A friend asked me a while ago, “How do you write? Where do you start?”
He’d had an idea for a story bouncing around for a while, and just hadn’t managed to start it yet. He was paralysed with a fear I know a lot of writers have had, that you might start it and do it wrong.
His question was one I’ve heard before, because in times of hesitation or uncertainty I’ve asked myself the same thing. Where do I start? I have a number of stories I just can’t begin because of various reasons: unclear voice; unclear direction; unclear characters. I’ve had these stories in my head for years, and they stay there because I don’t know how to answer that question. And I don’t know where to start because I haven’t tried to start them. I mean, really start them: turn the key and rev the engine and see where it takes me.
Because, truth be told, everything I’ve ever finished began with momentum. The question of where to start was never asked. One project – my ongoing opus that I’ve been writing and rewriting for over thirteen years – began with one word. Fog, which became an acronym for an entire universe’s worth of possibilities. Since then, beginning from that three letter word, I estimate I’ve written over 500,000 words in redrafts and different versions.

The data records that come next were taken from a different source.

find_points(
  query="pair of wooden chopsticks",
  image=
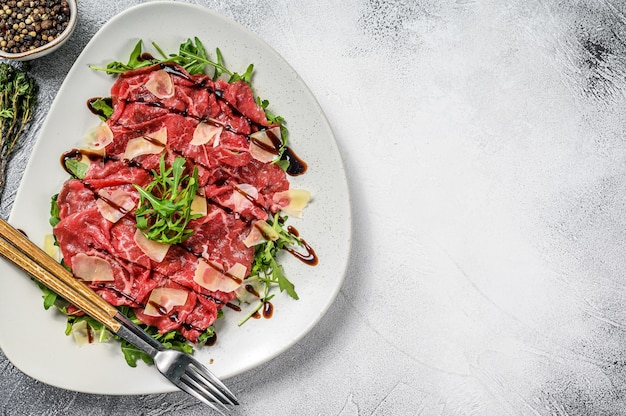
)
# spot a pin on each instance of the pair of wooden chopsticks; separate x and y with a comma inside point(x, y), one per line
point(19, 250)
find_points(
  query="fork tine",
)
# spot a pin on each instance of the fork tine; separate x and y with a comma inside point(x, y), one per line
point(189, 386)
point(202, 376)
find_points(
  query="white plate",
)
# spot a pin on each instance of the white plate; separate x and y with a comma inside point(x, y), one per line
point(33, 339)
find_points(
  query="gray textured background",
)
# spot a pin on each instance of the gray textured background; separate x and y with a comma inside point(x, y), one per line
point(485, 148)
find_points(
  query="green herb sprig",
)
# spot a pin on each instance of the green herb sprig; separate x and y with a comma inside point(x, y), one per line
point(266, 267)
point(191, 55)
point(18, 97)
point(164, 208)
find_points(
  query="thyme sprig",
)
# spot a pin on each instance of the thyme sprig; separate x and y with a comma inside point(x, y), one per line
point(18, 97)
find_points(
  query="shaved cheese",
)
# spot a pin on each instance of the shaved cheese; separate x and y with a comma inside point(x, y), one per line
point(98, 137)
point(50, 247)
point(206, 134)
point(293, 201)
point(92, 268)
point(260, 232)
point(163, 299)
point(83, 333)
point(151, 144)
point(153, 249)
point(262, 141)
point(113, 205)
point(210, 276)
point(160, 84)
point(199, 205)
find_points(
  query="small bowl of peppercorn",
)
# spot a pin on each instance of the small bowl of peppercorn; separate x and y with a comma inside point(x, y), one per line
point(30, 29)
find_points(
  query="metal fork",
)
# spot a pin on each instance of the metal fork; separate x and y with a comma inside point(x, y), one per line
point(181, 369)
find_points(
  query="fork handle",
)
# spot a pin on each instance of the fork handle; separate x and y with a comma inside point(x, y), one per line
point(29, 257)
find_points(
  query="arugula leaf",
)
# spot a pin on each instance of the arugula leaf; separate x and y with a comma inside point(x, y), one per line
point(102, 108)
point(266, 267)
point(54, 210)
point(76, 168)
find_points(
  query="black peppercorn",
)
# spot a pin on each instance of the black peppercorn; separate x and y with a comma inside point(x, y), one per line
point(25, 25)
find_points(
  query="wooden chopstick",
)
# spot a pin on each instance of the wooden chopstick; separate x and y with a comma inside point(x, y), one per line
point(19, 250)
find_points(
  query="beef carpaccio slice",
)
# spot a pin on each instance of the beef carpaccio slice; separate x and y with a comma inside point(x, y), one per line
point(159, 111)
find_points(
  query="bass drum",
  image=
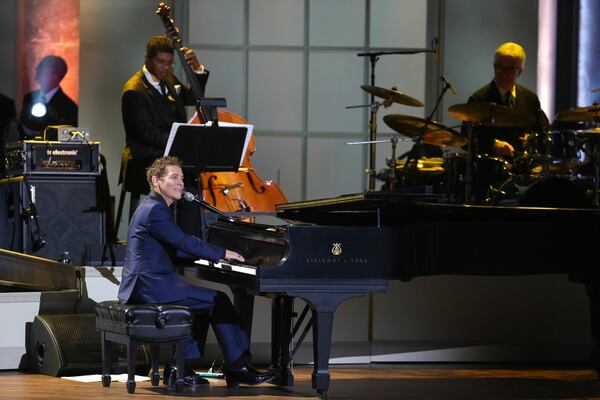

So having that spark helps. But more than that, starting small goes a hell of a long way. One word can become half a million. The important thing, which half a million successful writers will tell you, though, is to start. To keep writing. Use the two very valuable tools available to most writers today – the delete key and save as option – and use the latter freely, saving a ridiculous number of drafts. Doing this eases the pressure, and you become less precious, more willing to take risks and commit to uncertainties.
Writing is a a form of time travel. Your character can travel down the street and turn a corner. But 50 days or pages down the track, you realise they shouldn’t have turned that corner, damn it. They should have just kept on walking. There was nothing for them around that corner. You have the power to turn them around. And their path becomes different. It’s all in your hands.
It can be forgotten sometimes when you’re right in the thick of a story and its plot and action, but – and it might sound strange or so stupidly obvious – but you are in fact the writer of it all. Never forget that. Writers do. They forget it all the time. The stories we tell are larger than ourselves, but they do come from us. And all it takes is for us to start, undauntedly.
I didn’t tell my friend any of this, though. All of this is afterthought. Instead, I told him what I’ve realised nearly all of my characters do when I start writing them. When I begin, I find them sitting, and then, for some reason, they get up. Why they get up relates to the story and the challenge they are about to face, but beneath that lies the lesson: without that change of states, from sitting to action, there would literally be no story.
The same is true of writing. Without getting up and beginning, you will have nothing to show in a month, and wish you’d started a month earlier. The important thing is you take that first step, strike that first key. Turn the key and rev that engine. More often than not, you’ll be surprised where that story will take you.